Erste Hürde genommen! Der Koalitionsvertrag zwischen Union und SPD steht. Die SPD hat es geschafft, ihre Handschrift im Koalitionsvertrag klar und deutlich sichtbar zu machen. Die zentralen Forderungen, die Sigmar Gabriel noch auf dem Parteitag in einer emotionalen Rede als conditio sine qua non genannt hatte, fanden Eingang in das Werk: Mindestlohn, doppelte Staatsbürgerschaft, Rente mit 63. Doch wie geht es nun weiter?
Die empirische Sozialforschung hat hier recht klare Antworten: Erstens werden wir einen parteiinternen Wahlkampf sehen, in dem Politikvermittlung nicht über die Massenmedien, sondern in erster Linie über sogenannte Meinungsführer stattfinden wird. Diese werden den Koalitionsvertrag in den Ortsvereinen als Chance verkaufen. Und diese Form der Politikvermittlung ist am gewinnbringendsten. Den Meinungsführern wird Glauben geschenkt, man vertraut ihnen.
Zweitens wird das Quorum von 20% deutlich überschritten werden, die Mitglieder werden an die Wahlurne gehen – denn es geht um etwas! Je knapper das Rennen, desto stärker lassen sich die Wähler mobilisieren. Das wird auch hier der Fall sein. Auch Genossen, die ansonsten eine rein passive Mitgliedschaft haben – also ein Parteibuch haben, aber nicht aktiv sind –, werden sich mobilisieren lassen.

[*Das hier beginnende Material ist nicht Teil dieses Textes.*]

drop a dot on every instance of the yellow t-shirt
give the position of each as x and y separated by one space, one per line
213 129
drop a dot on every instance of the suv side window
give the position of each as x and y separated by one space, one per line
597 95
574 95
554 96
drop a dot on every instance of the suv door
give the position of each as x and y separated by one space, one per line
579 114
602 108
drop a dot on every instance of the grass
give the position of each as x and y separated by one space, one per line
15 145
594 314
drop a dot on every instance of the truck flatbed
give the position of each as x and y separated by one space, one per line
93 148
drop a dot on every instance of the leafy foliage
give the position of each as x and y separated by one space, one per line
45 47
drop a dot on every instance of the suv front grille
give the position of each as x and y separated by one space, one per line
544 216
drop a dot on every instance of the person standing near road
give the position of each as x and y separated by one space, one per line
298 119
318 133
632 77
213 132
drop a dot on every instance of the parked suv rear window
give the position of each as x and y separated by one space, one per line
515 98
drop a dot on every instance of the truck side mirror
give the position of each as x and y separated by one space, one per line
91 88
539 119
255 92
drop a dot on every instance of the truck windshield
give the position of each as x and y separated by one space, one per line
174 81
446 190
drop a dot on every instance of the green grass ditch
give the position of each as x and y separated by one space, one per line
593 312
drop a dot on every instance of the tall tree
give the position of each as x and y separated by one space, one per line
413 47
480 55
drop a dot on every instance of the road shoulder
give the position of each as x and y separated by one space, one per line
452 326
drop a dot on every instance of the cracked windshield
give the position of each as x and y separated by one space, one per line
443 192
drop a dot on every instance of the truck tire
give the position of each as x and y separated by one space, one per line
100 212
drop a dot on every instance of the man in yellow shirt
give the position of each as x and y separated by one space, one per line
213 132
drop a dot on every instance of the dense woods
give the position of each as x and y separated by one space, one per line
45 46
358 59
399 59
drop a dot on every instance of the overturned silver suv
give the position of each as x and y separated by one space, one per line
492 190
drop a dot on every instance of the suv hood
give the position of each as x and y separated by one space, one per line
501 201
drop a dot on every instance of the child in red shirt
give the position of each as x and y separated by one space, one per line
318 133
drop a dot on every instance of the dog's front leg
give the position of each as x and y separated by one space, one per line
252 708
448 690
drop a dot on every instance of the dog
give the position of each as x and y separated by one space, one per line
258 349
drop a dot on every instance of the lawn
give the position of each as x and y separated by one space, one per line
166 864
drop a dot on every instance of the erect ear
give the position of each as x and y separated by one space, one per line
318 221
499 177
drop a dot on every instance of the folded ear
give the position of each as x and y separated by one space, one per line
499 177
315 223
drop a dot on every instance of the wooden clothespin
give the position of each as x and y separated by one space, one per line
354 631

Der Vorwurf, hier dürfe nun eine exklusive Gruppe über die Geschicke des Landes bestimmen, verfängt übrigens auch nicht. Die Alternativen, eine Beschlussfassung durch den Vorstand oder einen Parteitag, hätten nicht mehr Legitimität, sondern weniger. Die Basis, die ihre Parteiorgane wählt, ist immer die gleiche. Stimmt sie nun selbst ab, so ist das Votum schlicht und ergreifend direkter.
Drittens ist die Rolle der Medien zu beachten. Interessant zu verfolgen war in den letzten Tagen und Wochen, dass diese mehrheitlich dem Mitgliederentscheid kritisch gegenüberstanden – ohne empirische Befunde aufzuführen. Das Bild heute: Nach Abschluss der Koalitionsverhandlungen und nach der Präsentation des Vertrages haben sie den Mitgliedern eher zugeraten, diesem Vertrag zuzustimmen.
Dies betrifft, viertens, insbesondere die Darstellung der Inhalte des Vertrages. Man geht davon aus, dass diese die SPD-Basis überzeugen können. Personalfragen hingegen werden auf Wunsch der SPD nicht öffentlich besprochen. Es wirkt also, als glaube die SPD, dass ihre Inhalte überzeugender sind, als ihr Personal.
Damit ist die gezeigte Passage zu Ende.